Given that on an electric motorcycle the battery accounts for a larger proportion of the raw materials by weight, it will take even more miles before an electric bike’s overall emissions drop below the lifetime output of a petrol bike.
And there’s the sticking point. Battery cars make sense on the basis that the average car will cover 15,000km per year and last 12 years – giving a lifetime mileage of 180,000km. Given the smaller distances that motorcycles tend to cover, and that the electric bike break-even point may be north of the 70,000km needed for a small electric car to overhaul a petrol one, it’s far from clear that electric bikes are the true green option.
Electric will win in the end
While there are endless arguments for and against the switch to electric vehicles, a 196-year-old scientific theory means they will win the day.
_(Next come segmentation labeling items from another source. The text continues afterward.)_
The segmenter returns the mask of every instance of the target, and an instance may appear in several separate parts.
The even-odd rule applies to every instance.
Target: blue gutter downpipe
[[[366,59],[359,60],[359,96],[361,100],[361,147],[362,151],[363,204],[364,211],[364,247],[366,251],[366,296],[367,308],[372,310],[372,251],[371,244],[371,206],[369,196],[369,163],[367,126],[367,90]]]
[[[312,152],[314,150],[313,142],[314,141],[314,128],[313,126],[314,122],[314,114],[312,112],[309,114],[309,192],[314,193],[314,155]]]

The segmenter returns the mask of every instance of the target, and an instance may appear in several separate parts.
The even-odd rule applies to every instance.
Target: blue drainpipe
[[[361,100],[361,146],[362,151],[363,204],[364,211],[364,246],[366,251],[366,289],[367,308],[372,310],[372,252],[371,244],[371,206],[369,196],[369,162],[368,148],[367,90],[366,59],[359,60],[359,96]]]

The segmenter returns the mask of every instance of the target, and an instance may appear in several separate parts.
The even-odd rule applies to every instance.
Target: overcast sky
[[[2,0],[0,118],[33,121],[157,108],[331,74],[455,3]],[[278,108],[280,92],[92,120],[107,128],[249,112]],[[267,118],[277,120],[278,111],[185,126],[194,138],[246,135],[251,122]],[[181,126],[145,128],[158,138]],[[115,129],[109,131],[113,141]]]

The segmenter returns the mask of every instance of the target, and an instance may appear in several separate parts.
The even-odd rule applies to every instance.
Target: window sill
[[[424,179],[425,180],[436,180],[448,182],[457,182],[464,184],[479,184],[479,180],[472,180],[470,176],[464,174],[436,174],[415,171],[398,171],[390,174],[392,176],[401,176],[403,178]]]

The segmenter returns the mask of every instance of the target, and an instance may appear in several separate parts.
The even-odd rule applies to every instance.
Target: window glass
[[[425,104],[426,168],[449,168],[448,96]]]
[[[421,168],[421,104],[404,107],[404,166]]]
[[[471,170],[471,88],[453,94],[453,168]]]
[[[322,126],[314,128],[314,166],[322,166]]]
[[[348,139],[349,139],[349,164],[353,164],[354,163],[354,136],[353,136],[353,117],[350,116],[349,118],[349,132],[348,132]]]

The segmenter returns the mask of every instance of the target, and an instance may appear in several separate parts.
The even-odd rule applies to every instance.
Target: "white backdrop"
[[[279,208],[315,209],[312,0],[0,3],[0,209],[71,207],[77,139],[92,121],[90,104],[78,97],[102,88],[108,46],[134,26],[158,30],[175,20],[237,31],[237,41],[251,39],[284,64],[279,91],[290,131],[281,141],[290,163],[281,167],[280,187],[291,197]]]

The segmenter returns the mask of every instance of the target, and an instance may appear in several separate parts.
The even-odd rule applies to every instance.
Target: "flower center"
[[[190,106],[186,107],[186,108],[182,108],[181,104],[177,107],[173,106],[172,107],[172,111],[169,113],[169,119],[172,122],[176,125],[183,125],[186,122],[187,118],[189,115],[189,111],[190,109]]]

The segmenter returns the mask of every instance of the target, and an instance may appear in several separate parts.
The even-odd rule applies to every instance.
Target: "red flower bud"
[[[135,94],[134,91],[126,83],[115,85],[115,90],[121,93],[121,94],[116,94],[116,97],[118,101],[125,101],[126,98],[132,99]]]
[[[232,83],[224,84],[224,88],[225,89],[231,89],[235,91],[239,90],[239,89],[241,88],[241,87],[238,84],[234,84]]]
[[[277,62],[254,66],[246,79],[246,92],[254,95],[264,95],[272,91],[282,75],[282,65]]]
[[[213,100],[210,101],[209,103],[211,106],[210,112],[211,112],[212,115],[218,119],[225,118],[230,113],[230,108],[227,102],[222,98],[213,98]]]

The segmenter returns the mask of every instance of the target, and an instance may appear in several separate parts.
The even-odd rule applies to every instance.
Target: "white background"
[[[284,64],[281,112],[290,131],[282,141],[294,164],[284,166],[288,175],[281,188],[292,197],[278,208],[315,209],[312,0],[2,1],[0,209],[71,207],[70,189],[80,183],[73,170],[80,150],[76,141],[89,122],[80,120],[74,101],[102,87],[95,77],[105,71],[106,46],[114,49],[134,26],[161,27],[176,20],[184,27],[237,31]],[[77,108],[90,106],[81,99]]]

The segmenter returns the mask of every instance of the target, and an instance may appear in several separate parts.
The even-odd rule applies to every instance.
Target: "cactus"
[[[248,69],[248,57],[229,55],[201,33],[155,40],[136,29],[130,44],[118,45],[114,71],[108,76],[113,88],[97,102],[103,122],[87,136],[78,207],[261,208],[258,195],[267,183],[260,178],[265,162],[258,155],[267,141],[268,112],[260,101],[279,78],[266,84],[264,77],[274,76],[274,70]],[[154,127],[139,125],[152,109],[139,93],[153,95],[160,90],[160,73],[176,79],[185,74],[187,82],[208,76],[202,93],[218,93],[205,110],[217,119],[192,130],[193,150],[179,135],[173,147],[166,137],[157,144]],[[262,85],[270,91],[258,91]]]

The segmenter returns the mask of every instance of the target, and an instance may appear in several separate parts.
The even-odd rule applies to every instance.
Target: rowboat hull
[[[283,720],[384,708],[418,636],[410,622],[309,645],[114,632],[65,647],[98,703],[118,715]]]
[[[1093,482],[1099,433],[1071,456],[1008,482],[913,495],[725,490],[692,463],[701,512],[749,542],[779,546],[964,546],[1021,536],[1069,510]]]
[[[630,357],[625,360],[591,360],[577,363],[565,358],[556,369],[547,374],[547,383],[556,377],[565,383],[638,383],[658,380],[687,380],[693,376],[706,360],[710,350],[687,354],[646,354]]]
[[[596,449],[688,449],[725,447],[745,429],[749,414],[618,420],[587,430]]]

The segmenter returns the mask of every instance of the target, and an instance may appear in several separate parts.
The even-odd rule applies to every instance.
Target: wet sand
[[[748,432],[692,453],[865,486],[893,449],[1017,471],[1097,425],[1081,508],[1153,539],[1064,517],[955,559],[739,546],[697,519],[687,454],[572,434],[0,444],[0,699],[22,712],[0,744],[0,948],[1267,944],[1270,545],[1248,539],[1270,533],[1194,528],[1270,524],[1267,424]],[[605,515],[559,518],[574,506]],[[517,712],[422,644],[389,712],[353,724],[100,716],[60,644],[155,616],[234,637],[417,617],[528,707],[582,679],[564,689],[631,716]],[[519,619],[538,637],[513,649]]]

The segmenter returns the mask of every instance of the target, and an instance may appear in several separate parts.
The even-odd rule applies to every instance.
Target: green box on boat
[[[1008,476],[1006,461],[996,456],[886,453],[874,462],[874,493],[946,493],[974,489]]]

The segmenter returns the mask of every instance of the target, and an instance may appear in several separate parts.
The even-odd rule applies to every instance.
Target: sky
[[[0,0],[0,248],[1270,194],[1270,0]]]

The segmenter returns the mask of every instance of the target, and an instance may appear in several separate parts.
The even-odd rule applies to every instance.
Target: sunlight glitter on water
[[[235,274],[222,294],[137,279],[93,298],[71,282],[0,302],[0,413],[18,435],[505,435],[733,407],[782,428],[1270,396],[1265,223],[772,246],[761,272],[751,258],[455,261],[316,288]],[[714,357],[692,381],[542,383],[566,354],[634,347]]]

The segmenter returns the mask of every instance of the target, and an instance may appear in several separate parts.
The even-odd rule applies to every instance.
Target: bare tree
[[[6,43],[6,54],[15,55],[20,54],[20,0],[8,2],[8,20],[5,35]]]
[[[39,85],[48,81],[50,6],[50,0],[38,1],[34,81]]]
Putting aside variables like how electricity is produced, the emissions from battery production and losses in storage and charging, electric motors have an advantage because they’re not heat engines and as such they’re not subject to ‘Carnot’s rule’.
Established by French physicist Sadi Carnot in 1824, the rule shows that a heat engine (anything that converts thermal energy to mechanical energy) has a maximum efficiency that can’t be exceeded. For petrol engines, Carnot’s rule puts that maximum at about 70%.
Even the most advanced petrol engines manage around 50% , but electric motors aren’t limited by Carnot’s rule. That means they can operate with efficiency levels of 95% or more. As improvements are made in reducing emissions from battery production, the pendulum will inevitably swing in favour of electric even bikes.